Wiji Thukul yang dilaporkan hilang di sekitar peristiwa Juli 1998 --diduga karena diculik oleh kaki-tangan rezim-- sampai kini masih belum diketahui pasti nasibnya, tak tahu di mana rimbanya. Tokoh kelahiran Surakarta, 26 Agustus 1963 tersebut memang saat itu sudah banyak dikenal sebagai salah satu yang tegas melawan penindasan rezim.
Kini, hampir 22 tahun sejak masa-masa pergerakan reformasi yang telah banyak menelan korban aktivis, mahasiswa dan masyarakat sipil tersebut, nasib penuntasan kasus-kasus penculikan dan penembakan era itu pun masih tidak jelas. Sesuatu yang terasa mengecewakan bagi banyak pihak, terlebih bagi keluarga para tokoh aktivis, seperti Fajar Merah.
Belum lama ini, Suara.com pun sempat berbincang dengan putra Wiji Thukul tersebut. Berikut petikan wawancara dengan anak muda yang memilih menjadi musisi itu:
Baca Juga: Irna Narulita: Saya Yakin Pandeglang Bisa Menarik Perhatian Dunia
Pemerintah melalui Jaksa Agung beberapa waktu lalu, menyatakan kasus Semanggi I dan II tidak termasuk pelanggaran HAM berat masa lalu? Pendapat Anda?

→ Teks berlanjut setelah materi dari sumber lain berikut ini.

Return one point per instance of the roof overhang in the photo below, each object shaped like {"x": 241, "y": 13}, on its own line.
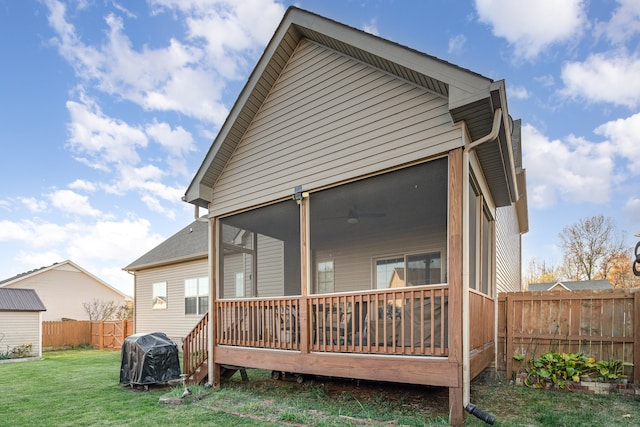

Kacau sih, ya. Kalau itu memang sudah menjadi rahasia umum, bahwa pelanggaran HAM banyak sekali terjadi di masa lalu, bahkan sampai sekarang. Kalau pemerintah sendiri tidak menganggap tragedi-tragedi itu sebagai pelanggaran HAM, berarti kacau. Itu sesuatu yang ironis, karena seharusnya pemerintah itu dapat menjamin secara utuh keamanan dan kenyamanan rakyat.
Dengan begini, dikhawatirkan banyak warga nanti tidak percaya dengan sila-sila Pancasila. Kalau sudah begitu, menurutku sudah gawat.
Bagaimana Anda melihat kebijakan dan komitmen pemerintahan Jokowi di periode kedua ini mengenai penegakan HAM? Anda optimistis pada pemerintahan sekarang di tengah menguatnya oligarki?
Sejak awal aku pesimis akan ada penanganan, penuntasan kasus-kasus HAM, terutama yang terjadi di masa lalu. Jadi menurutku, ya, sama saja.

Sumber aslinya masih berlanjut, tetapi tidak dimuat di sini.